Does H2O improve the catalytic activity of Au1-4/MgO towards CO oxidation?

TL;DR

This study uses density functional theory to investigate how water affects the catalytic activity of small gold clusters on MgO for CO oxidation, finding that water does not significantly influence the activity.

Contribution

It provides new insights into the role of water in gold-catalyzed CO oxidation, especially regarding different gold cluster sizes and the formation of reactive complexes.

Findings

Water presence does not alter catalytic activity of Au1-4/MgO.

Formation of hydroperoxyl-hydroxyl complex on Au1,3/MgO.

Water-mediated catalytic cycle unlikely on Au1,3/MgO.

Abstract

The present density functional theory study addresses the question whether the presence of H2O influences the catalytic activity of small gold clusters, Au1-4/MgO(100), towards the oxidation of carbon monoxide. To this end, we studied the (co-)adsorption of H2O and CO/O2 on these gold clusters. The ground state structures in the presence of all three molecular species, that we found, are Au1O2/MgO and Au2-4CO/MgO with H2O adsorbed on the surface in the proximity of the clusters-molecule complex. In this configuration the catalytic activity of Au1-4/MgO is indifferent to the presence of H2O. We also found that a stable, highly activated hydroperoxyl-hydroxyl complex, O2H\dot\dot OH, can be formed on Au1,3/MgO. For the catalytic active system Au8/MgO, it has been predicted that this complex opens an alternative catalytic reaction pathway towards CO oxidation.

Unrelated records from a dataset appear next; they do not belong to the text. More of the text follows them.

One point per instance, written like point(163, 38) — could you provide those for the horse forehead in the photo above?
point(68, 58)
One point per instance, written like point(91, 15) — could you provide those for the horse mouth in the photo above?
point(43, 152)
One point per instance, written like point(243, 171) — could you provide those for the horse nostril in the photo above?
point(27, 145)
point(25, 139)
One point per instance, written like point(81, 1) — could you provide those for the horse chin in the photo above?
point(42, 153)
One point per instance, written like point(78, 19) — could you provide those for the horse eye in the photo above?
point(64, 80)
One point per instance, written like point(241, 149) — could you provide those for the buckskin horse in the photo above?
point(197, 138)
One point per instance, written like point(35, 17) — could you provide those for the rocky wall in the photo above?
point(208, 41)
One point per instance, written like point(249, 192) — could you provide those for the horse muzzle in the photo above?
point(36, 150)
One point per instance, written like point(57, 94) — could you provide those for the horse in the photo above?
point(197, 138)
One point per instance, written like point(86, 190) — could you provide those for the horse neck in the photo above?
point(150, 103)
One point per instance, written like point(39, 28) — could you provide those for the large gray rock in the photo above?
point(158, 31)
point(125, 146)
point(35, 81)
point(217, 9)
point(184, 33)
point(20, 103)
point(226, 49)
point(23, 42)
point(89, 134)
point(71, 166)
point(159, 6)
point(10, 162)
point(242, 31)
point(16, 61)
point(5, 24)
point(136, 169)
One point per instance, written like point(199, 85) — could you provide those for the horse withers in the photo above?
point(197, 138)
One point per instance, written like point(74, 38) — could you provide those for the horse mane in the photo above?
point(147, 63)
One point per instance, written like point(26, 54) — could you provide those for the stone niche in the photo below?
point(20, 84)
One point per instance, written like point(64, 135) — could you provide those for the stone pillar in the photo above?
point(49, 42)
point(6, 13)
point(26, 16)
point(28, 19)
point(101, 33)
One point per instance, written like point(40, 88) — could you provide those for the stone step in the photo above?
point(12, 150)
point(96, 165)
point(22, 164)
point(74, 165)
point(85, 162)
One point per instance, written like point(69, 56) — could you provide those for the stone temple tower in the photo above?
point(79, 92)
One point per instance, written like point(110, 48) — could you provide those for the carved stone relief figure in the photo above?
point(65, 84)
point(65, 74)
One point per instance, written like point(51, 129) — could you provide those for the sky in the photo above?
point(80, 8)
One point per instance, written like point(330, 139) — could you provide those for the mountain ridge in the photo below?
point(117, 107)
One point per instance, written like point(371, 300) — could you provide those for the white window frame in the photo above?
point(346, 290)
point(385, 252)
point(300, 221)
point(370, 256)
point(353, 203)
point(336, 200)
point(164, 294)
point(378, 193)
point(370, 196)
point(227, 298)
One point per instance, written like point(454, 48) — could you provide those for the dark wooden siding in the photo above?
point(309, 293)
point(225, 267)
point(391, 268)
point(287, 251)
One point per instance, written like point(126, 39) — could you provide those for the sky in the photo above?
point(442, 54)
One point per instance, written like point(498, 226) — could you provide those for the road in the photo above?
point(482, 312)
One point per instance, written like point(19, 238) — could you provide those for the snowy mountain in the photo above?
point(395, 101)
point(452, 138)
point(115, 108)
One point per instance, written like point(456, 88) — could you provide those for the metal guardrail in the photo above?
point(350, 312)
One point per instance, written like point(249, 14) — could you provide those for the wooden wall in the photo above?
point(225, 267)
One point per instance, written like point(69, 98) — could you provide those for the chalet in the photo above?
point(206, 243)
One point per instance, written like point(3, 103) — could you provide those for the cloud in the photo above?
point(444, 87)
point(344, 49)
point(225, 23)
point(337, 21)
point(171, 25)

Our results suggest that this water mediated catalytic cycle is unlikely to occur on Au1,3/MgO. In the case of Au1/MgO the cycle is interrupted by the dissociation of the remaining (OH)2 complex after forming the first CO2 molecule. On Au3 /MgO the O2 H\dot\dot OH complex is likely to decompose upon the impact of a CO molecule, since three of its bond dissociation energies are comparable to the reaction barrier of the CO to CO2 oxidation.